The gain functions for Daubechies wavelet and scaling filters.

USAGE:

wavGain( wavelet = ``s20", n.levels = 5, normalize = T )

DESCRIPTION:

Given g and h are the impulse responses for the scaling and wavelet filters, respectively, and G(1,1f) and H(1,f) are their corresponding gain functions, then the gain functions for decomposition level j > 1 are calculated using the recursive algorithm:

H(j,f) = H(1, 2^(j-1)*f) * G(j-1, f),

G(j,f) = G(1, 2^(j-1)*f) * G(j-1,f).

OPTIONAL ARGUMENTS:

wavelet
A character string denoting the filter type. See wavDaubechies for details. Default: ``s8".
n.levels
The number of decomposition levels. Default: 5.
n.fft
The number of Fourier coefficients to use in approximating the gain functions. Default: 1024.
normalize
A boolean value. If TRUE, the filters are normalized by dividing each filter coefficient by the sqrt(2) (used for maximal overlap wavelet transforms). If FALSE, no normalization is used.
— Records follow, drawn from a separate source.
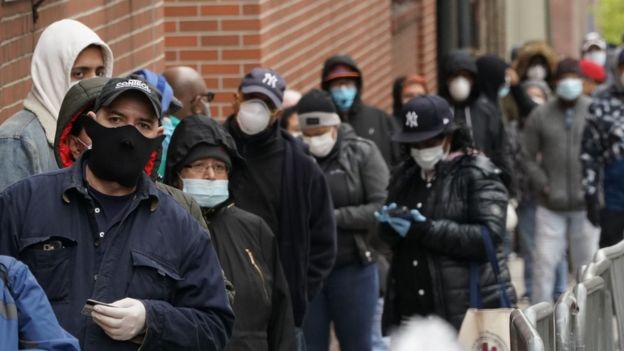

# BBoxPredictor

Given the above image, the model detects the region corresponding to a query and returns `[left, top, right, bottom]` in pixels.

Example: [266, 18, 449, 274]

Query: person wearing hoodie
[321, 55, 401, 167]
[224, 67, 336, 349]
[523, 58, 599, 303]
[0, 19, 113, 190]
[297, 89, 390, 351]
[581, 50, 624, 247]
[165, 115, 296, 351]
[439, 50, 514, 194]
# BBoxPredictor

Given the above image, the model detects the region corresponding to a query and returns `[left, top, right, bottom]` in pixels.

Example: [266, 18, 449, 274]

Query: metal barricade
[523, 302, 555, 351]
[581, 259, 617, 350]
[574, 277, 613, 350]
[594, 241, 624, 351]
[555, 290, 579, 351]
[509, 309, 546, 351]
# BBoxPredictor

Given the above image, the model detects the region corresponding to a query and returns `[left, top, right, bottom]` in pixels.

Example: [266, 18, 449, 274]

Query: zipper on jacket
[245, 249, 271, 302]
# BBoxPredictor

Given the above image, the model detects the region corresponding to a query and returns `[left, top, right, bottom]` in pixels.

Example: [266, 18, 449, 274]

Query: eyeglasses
[184, 163, 227, 176]
[197, 91, 214, 102]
Default: TRUE.

VALUE:

result
An object of class WaveletGain.

REFERENCES:

(1) D. B. Percival and A. T. Walden, ``Wavelet Methods for Time Series Analysis'', Cambridge University Press, 2000.

(2) I. Daubechies, ``Orthonormal Bases of Compactly Supported Wavelets'', Communications on Pure and, Applied Mathematics, 41, 909-96.

SEE ALSO:

.

EXAMPLES:

   ## approximate the gain functions for the
   ## normalized Daubechies least
   ## asymmetric 20-tap filters for levels 1,...,5
   ## using a 1024 Fourier frequencies
   result <- wavGain( wavelet = "s20", n.levels = 5,
   + norm = T )

   ## plot the results
   plot( result )